For each case, paraffin-embedded samples with typical pathological manifestation were chosen to make four consecutive pathological slides of 5 μm thickness. Each slide was deparaffinized and rehydrated with a graded ethanol series. For antigen retrieval, slides were subjected to 0.01 mM citrate buffer (pH 6.0) for 15 min in a microwave oven. A 3% hydrogen peroxide solution was used to block endogenous peroxidase activity for 10 min at room temperature. After rinsing with PBS, slices were incubated for 24 hours at 4 °C with primary antibodies. Primary antibodies and dilutions were as follows: rabbit anti-human-SMA (1:150 dilution, Zhongshan Goldenbridge, Beijing, China), rabbit anti-human-CALPONIN (1:100 dilution, Zhongshan Goldenbridge), rabbit anti-human-p63 (1:100 dilution, Zhongshan Goldenbridge). Sections were washed in PBS three times, and then incubated with HRP conjugate anti-rabbit secondary antibody (Zhongshan Goldenbridge) for 20 min at 37 °C. Colorimetric development with the 3,3′-diaminobenzidine-tetrahydrochloride (DAB) substrate was performed, followed by counterstaining with haematoxylin. Primary antibodies were omitted in negative controls. Tissue from human parotid gland was used as positive controls.

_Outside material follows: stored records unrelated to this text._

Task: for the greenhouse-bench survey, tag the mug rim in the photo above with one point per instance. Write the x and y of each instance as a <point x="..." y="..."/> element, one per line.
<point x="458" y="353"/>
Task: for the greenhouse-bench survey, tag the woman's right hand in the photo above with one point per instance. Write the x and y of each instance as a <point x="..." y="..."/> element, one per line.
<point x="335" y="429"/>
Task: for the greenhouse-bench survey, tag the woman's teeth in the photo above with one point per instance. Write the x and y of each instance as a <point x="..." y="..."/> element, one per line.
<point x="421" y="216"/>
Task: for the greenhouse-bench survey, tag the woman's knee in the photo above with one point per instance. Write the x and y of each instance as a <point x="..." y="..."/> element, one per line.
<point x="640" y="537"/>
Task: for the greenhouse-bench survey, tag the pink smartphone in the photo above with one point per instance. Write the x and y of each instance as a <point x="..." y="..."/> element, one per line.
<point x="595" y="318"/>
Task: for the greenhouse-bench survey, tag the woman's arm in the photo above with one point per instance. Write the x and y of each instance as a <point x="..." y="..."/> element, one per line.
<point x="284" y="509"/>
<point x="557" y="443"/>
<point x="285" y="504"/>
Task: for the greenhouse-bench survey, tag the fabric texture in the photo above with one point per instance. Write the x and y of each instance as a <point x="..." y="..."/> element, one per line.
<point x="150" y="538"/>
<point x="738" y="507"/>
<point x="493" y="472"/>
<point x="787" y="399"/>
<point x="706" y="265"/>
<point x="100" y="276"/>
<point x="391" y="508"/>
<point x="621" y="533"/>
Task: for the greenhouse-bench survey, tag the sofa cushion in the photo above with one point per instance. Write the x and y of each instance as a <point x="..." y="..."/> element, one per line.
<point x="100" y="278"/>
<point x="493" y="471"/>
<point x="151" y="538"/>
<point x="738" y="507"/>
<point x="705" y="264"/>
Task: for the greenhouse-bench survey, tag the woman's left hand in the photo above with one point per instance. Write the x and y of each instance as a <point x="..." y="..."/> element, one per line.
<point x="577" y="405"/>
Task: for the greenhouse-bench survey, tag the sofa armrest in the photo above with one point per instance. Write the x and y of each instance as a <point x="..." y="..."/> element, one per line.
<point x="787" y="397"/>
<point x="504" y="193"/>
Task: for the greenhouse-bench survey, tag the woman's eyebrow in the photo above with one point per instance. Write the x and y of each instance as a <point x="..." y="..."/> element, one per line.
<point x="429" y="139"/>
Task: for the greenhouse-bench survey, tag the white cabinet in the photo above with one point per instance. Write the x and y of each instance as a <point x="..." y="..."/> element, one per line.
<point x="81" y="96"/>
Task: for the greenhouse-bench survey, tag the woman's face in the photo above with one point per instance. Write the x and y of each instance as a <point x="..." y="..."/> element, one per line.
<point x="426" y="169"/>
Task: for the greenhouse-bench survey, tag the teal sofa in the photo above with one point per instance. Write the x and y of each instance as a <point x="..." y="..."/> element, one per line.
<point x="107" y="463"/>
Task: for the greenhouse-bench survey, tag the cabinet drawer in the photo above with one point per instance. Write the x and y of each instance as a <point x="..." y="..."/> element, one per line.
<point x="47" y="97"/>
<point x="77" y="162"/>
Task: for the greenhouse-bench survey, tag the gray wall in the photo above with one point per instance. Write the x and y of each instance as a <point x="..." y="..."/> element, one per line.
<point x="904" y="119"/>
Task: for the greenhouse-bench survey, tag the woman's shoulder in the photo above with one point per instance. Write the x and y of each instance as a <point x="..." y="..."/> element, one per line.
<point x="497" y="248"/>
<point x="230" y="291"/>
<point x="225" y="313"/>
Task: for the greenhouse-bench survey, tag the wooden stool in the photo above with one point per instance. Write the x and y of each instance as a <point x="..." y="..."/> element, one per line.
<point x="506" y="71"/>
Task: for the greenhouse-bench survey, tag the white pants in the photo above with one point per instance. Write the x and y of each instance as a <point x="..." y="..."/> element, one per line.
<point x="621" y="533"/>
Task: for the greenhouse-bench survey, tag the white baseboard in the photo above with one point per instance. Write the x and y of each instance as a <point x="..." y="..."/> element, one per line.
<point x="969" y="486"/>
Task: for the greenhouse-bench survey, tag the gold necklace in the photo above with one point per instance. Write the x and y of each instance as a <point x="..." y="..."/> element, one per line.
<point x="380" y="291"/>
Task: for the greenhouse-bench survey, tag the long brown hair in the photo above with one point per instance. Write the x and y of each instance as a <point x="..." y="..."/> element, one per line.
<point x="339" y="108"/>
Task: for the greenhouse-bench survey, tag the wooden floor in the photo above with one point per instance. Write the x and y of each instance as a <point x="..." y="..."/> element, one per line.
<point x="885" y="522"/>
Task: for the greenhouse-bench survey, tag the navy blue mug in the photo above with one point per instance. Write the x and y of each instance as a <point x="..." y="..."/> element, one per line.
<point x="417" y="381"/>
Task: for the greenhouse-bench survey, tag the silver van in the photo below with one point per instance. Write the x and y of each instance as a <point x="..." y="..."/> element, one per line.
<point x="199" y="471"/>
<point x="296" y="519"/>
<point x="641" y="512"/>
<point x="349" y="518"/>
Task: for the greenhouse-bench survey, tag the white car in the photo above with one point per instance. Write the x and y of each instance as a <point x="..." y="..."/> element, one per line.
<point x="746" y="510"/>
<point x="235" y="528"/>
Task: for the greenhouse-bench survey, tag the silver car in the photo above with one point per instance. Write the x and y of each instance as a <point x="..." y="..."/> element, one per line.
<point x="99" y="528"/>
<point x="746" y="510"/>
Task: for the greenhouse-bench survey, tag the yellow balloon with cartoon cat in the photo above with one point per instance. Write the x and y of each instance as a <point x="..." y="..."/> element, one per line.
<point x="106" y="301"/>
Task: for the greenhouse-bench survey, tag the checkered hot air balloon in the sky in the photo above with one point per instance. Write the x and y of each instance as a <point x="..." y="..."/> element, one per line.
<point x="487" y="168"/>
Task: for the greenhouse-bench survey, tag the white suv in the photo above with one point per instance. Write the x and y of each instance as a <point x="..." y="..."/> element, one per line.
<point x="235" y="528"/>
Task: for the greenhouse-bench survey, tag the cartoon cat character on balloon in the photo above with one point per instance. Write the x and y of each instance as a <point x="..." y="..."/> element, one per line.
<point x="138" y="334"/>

Quantification of immunohistochemical staining
Cells positive for α-SMA or CALPONIN expression displayed yellow or brown particles in cytoplasm, and p63 positive cells contained yellow or brown particles in the nucleus. To determine if a patient’s tumour sample was either positive or negative for the MEC markers α-SMA(+), CALPONIN(+), or p63(+), we used an established scoring method . First, we determined the average percentage of cells positive for each marker in at five separate fields of one slide at 400× magnification by manually counting. Second, we numerically ranked the intensity of colorimetric staining in each field as follows: weak, 1; moderate, 2; and intense, 3. For sections that displayed heterogeneous staining, the average staining intensity was used for the intensity score. Finally, the average percentage of cells positive for each marker was multiplied by the staining intensity rank to generate an overall score for each patient’s sample. Samples with scores greater than 1 were defined as positive for the presence of MECs. Otherwise, they were classified as negative for the presence of MECs.
All data were analysed with SPSS v 20.0 (Chicago, IL, USA). Fisher’s exact test and the χ 2 test were used to compare the quantifications of MECs between different patient groups. P < 0.05 was considered statistically significant.